An additional mindset that is difficult to work with in this environment
is that the corporate development methodology has a focus on schedules
and deliverables.  Even people who would otherwise like to contribute
will have pressure to get something done.  Many think of "submit to
mainline" is kind of a last step in a development process, instead of
even a goal to accomplish.

When we push back, there is a good chance they just won't bother, not
because they don't want to do it, but because it doesn't fit a schedule,
and there is already something else for them to work on.
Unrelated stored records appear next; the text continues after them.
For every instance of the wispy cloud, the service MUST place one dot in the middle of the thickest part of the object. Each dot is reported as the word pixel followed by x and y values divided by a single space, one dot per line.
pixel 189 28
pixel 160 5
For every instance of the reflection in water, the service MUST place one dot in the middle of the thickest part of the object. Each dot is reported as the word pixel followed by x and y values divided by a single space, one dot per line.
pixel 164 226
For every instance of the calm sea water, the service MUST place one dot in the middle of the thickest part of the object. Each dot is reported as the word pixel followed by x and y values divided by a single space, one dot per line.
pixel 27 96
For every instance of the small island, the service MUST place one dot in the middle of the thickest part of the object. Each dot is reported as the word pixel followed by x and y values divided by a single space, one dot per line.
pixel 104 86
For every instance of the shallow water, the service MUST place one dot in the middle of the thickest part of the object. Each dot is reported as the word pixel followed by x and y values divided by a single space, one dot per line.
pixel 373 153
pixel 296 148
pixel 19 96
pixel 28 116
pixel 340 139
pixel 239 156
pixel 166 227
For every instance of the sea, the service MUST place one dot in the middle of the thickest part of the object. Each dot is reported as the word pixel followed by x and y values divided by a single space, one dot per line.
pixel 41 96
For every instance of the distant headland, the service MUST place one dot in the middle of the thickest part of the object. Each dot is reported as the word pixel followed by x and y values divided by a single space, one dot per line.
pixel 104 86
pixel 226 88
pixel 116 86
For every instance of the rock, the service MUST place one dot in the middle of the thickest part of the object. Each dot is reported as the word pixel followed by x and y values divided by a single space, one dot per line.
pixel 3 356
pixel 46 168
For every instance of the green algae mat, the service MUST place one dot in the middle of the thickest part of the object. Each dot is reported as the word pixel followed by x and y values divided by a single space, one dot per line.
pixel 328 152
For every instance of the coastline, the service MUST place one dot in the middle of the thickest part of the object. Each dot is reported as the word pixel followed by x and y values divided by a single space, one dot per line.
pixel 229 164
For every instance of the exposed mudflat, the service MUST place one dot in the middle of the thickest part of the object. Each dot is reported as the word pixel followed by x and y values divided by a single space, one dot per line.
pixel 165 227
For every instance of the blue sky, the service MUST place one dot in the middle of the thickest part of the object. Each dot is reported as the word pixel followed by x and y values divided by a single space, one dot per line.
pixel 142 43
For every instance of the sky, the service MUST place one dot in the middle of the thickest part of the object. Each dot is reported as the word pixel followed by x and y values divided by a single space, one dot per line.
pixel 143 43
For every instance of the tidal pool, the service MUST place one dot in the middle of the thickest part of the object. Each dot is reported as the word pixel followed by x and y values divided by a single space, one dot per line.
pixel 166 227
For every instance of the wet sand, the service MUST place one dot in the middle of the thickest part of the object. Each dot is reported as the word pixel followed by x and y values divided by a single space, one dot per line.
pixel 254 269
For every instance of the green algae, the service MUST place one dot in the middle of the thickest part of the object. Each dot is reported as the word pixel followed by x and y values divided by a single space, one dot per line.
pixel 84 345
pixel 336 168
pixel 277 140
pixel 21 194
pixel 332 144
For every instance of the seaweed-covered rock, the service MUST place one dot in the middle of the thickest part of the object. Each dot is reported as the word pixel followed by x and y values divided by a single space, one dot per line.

So what's the right answer here.  Practically, someone just sent out a
fairly complete DMA driver for a new MSM device.  Naturally, this
hardware is nothing like anyone else's DMA, but the driver itself pretty
much independent from other kernel APIs.  It isn't even similar to the
existing DMA driver in the MSM.  With it are patches to ifdef-up various
drivers to use the appropriate DMA.

The DMA code, by itself, seems reasonably well written (with some
cleanup and such needed), but it makes everything that uses it messy.
In this particular case, DMA engine will probably need some work to
either incorporate the unique capabilities of this hardware, or at least
allow them to be used.  The author probably won't be able to do this on
their own.

I could pull the driver into the tree, and now we have yet another
driver with yet another API.  If I push back, realistically, it will
probably end up out-of-tree, along with everything that depends on it.

Up until now, it seems that attitude has been that it is better to be
in-tree than out of tree, but are we getting too much stuff to continue
that?

Today, most of the MSM code lives out of tree.  The QuIC tree for MSM
(currently based off of 2.6.35):

  git diff --stat v2.6.35..HEAD | tail -1
   3432 files changed, 1144473 insertions(+), 17315 deletions(-)
  git diff --stat v2.6.35..HEAD arch/arm/mach-msm | tail -1
   595 files changed, 286054 insertions(+), 1928 deletions(-)

There's a large amount of work just to get the code up to kernel
standards (the coding style has been fairly well enforced), and there is
constant development for new hardware.

Thanks,
David Brown

-- 
Sent by an employee of the Qualcomm Innovation Center, Inc.
The Qualcomm Innovation Center, Inc. is a member of the Code Aurora Forum.